Él miró a la mujer, y Emma vio una oportunidad. Corrió hasta la navaja que yacía en un rincón y se la clavó en el hombro.

―¡Esto es por ponerme las manos encima! ―declaró, antes de darle un puñetazo.

Tal vez debería haberse ahorrado esa parte.

No sabía cómo golpear correctamente y, a pesar de que Kashif escupió un diente, ella se tambaleó, levantando su lastimada mano.

Aquello fue suficiente para que Munir aprovechara la distracción. Tras darse la vuelta, sujetó a su hermano contra el suelo, boca abajo, y le hizo una vil llave de estrangulamiento que lo dejó inconsciente. Pero el Jeque no se detuvo ahí, y colocó el pesado grillete en el tobillo de su hermano.

Basheera estaba con Naseem, acunándolo en su regazo y cantándole dulcemente en árabe.
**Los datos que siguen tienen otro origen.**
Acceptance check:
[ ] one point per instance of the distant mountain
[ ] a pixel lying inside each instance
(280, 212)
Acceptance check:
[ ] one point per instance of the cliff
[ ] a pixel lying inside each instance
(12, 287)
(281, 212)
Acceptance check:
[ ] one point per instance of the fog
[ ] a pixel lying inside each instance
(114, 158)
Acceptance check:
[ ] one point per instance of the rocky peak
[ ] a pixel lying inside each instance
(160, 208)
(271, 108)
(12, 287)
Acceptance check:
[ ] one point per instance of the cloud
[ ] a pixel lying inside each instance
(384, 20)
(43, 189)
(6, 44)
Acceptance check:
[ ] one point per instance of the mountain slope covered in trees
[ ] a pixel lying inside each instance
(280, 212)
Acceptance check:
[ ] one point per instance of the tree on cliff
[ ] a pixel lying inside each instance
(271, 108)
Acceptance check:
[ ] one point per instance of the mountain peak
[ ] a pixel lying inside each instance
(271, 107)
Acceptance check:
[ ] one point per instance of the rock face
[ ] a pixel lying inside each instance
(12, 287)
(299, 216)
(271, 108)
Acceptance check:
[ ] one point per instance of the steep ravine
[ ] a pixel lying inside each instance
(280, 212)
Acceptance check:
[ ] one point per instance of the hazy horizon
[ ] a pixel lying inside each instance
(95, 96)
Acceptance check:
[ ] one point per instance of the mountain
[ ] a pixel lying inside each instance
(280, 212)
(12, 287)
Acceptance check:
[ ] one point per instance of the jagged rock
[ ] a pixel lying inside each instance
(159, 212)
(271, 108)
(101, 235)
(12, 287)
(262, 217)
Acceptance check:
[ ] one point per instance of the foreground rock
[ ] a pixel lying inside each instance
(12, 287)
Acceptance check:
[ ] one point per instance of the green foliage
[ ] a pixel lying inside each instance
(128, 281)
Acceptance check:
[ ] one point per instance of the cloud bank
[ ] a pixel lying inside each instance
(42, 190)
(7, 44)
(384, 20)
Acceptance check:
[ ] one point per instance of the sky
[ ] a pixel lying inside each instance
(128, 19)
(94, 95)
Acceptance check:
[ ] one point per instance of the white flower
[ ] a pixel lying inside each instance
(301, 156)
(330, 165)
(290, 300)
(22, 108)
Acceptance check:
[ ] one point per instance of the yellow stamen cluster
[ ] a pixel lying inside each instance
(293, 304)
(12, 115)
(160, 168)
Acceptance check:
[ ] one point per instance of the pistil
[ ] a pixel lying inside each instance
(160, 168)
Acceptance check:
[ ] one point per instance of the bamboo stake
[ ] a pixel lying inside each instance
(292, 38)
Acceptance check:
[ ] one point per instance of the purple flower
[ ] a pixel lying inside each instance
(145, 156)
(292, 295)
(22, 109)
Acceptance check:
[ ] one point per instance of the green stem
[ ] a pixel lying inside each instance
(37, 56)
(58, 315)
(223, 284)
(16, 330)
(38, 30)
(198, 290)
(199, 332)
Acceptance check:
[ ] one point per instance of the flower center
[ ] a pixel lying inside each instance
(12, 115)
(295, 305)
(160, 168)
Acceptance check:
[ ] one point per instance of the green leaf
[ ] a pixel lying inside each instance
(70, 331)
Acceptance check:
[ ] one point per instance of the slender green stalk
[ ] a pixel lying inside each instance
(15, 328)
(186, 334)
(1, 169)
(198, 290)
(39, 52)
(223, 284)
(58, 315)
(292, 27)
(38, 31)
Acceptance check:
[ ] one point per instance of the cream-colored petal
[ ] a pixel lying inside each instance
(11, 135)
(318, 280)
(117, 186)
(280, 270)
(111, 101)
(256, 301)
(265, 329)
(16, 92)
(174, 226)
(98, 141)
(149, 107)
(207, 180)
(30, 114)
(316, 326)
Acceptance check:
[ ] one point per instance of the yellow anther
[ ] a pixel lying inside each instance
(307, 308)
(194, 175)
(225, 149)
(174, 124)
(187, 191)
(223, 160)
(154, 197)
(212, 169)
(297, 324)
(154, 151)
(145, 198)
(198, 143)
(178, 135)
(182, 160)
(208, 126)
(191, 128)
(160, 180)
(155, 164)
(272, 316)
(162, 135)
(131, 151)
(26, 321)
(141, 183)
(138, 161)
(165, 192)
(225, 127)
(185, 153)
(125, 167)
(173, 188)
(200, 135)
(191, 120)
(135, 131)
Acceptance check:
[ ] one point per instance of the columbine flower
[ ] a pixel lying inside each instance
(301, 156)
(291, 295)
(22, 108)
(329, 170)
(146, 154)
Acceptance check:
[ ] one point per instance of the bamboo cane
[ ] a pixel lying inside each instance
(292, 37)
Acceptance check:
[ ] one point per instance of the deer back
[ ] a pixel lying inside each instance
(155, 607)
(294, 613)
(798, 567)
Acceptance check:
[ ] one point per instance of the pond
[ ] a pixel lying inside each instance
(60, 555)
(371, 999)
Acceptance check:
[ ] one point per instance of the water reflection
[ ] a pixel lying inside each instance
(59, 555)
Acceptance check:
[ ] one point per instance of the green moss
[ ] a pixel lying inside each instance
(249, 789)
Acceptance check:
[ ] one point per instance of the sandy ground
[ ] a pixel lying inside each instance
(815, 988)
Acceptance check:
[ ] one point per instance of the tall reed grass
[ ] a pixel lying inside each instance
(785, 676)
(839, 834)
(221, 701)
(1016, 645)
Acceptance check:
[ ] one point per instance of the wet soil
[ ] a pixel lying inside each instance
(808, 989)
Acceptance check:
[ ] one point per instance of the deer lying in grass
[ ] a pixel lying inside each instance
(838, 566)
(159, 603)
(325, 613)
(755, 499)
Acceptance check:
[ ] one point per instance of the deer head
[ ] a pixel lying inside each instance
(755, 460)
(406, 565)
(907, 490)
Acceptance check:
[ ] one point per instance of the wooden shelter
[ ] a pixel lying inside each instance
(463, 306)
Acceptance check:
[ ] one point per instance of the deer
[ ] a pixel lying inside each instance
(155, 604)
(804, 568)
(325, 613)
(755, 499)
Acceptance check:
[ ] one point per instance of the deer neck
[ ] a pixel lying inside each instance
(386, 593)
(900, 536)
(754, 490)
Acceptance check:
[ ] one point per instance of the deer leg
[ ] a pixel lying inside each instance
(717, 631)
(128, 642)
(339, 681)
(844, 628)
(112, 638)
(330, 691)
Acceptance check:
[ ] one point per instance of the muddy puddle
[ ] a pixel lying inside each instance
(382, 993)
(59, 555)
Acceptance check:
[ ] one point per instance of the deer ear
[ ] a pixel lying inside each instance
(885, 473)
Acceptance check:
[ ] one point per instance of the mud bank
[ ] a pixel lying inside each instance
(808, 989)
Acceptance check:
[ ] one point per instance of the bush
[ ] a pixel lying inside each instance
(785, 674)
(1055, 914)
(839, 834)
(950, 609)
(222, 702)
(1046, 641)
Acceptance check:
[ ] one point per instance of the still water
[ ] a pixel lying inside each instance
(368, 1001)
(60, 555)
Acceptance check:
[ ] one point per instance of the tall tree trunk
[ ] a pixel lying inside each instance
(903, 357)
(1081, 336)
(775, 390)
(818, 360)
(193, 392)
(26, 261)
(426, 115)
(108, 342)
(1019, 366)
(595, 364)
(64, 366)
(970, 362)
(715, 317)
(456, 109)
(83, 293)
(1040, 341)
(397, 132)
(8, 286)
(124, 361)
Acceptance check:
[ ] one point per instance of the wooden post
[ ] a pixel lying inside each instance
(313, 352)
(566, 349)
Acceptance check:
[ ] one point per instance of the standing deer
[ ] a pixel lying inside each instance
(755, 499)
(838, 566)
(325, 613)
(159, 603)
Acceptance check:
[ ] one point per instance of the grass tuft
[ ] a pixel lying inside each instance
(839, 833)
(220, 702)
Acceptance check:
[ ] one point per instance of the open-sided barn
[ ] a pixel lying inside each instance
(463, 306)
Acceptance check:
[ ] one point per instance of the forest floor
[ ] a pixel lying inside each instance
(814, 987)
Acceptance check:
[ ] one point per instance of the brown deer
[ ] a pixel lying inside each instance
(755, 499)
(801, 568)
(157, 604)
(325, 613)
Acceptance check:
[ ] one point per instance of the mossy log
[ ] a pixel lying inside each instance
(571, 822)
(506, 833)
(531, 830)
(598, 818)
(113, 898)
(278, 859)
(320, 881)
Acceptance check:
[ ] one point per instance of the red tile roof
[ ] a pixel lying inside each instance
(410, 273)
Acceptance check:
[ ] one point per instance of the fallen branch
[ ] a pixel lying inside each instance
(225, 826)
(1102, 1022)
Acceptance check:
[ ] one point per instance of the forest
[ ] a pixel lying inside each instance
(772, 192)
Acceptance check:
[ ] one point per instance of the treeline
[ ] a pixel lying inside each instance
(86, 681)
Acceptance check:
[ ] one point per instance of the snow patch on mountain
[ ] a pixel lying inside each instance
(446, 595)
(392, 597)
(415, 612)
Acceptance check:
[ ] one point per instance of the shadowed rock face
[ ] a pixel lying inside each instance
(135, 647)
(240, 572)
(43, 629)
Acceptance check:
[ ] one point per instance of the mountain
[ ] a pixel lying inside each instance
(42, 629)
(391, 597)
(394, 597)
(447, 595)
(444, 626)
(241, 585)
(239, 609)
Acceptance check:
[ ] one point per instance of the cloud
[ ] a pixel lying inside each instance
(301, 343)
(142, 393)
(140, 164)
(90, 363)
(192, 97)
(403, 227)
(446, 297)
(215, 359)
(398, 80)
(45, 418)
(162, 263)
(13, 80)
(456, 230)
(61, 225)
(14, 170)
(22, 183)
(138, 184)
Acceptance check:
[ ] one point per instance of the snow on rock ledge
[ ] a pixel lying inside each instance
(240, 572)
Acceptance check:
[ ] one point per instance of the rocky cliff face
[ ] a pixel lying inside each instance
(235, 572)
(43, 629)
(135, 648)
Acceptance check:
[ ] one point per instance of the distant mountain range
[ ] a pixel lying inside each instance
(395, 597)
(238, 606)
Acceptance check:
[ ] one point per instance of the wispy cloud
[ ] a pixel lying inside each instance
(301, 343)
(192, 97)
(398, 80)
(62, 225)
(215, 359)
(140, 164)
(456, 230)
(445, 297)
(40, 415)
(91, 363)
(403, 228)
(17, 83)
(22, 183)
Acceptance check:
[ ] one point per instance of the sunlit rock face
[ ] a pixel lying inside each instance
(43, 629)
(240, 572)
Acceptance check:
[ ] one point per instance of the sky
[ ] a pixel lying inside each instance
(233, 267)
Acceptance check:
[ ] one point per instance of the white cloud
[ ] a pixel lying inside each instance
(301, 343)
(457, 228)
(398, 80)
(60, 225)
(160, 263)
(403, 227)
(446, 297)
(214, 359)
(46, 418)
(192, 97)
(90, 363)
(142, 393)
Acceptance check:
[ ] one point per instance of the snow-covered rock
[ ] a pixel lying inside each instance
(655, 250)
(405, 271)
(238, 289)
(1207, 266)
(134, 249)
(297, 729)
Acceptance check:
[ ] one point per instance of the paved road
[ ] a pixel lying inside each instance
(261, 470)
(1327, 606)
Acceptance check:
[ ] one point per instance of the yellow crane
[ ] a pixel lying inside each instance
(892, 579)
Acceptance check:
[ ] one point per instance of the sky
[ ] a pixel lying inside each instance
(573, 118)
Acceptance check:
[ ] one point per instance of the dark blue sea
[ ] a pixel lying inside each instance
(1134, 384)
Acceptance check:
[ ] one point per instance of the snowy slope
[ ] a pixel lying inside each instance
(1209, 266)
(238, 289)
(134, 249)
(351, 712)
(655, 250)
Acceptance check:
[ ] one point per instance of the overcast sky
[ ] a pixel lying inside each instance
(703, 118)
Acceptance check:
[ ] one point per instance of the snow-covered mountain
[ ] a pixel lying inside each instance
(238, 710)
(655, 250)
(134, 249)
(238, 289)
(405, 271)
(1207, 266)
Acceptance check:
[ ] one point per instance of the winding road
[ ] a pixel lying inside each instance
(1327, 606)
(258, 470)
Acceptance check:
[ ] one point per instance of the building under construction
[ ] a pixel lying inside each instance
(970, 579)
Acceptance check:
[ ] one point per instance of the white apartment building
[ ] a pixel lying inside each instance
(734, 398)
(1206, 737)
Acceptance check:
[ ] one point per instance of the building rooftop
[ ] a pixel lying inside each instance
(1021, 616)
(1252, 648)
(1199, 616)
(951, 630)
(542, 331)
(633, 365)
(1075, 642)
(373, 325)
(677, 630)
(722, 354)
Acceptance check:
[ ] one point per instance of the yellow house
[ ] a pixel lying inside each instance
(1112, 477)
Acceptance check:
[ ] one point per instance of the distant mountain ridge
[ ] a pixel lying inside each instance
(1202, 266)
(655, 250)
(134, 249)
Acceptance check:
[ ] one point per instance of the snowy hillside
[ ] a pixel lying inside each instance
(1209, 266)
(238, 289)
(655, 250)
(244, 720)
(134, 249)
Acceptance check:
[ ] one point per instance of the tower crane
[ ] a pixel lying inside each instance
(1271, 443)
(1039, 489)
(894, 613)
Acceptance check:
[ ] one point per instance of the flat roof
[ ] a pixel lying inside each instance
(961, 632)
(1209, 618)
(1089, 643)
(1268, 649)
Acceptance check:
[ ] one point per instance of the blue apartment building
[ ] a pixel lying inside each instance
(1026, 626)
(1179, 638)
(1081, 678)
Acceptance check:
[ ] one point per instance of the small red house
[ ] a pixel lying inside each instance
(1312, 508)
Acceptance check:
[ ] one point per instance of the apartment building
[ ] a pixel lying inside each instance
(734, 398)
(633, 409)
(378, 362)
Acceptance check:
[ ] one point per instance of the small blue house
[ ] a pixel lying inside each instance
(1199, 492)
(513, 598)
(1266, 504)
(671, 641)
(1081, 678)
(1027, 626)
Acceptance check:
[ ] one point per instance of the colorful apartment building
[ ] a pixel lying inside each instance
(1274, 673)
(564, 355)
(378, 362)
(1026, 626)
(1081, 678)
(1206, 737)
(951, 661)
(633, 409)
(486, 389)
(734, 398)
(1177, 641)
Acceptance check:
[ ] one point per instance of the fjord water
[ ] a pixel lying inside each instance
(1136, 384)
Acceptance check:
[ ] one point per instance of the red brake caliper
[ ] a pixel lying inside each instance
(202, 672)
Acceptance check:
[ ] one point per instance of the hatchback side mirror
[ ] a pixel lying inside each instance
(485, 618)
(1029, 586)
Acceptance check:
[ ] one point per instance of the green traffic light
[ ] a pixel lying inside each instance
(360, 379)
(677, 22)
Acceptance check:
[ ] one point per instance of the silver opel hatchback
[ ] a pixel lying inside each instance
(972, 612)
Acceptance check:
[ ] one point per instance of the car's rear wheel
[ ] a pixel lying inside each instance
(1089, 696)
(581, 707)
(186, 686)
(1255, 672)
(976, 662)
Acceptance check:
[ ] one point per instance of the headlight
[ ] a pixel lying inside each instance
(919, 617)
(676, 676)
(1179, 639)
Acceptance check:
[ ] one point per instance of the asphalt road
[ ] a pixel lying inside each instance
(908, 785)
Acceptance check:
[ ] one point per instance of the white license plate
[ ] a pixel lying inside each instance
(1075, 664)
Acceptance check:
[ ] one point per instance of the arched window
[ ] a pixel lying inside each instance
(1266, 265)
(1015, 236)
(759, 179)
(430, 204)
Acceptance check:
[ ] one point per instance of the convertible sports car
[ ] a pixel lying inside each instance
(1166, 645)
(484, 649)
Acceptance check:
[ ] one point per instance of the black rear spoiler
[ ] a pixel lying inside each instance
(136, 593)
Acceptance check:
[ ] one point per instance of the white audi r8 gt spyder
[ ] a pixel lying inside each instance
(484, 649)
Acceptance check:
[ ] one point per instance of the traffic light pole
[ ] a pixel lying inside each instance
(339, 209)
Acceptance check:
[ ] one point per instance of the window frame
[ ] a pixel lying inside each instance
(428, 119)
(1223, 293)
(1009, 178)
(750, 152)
Apenas estaba consciente, y su herida seguía sangrando.

Munir miró a su alrededor y dedicó un último momento a su hermano. ―Podrías haber permanecido a mi lado, Kashif, pero mira todo el daño que has causado. ¡Míralo!

La respiración de Kashif sonaba ahogada, pero aun así se rio. ―Es hermoso, ¿no crees, hermano?

―Deléitate en ello durante toda la eternidad. Tu sentencia será permanecer aquí para siempre, el único prisionero de la alcazaba, con ratas y tu propia mierda como única compañía.

Munir vaciló y, lleno de rabia, tomó impulso con una pierna, con la intención de patear a su hermano en la cara. .

―Espera ―Le interrumpió Emma, acercándose a él. ―Yo me encargo. Esto es de parte de todos nosotros. ―exclamó, antes de propinarle una rabiosa patada en la barbilla, haciendo buen uso de los músculos que había desarrollado durante años de montar a caballo. ―Púdrete en el infierno, Kashif. Es el lugar al que perteneces.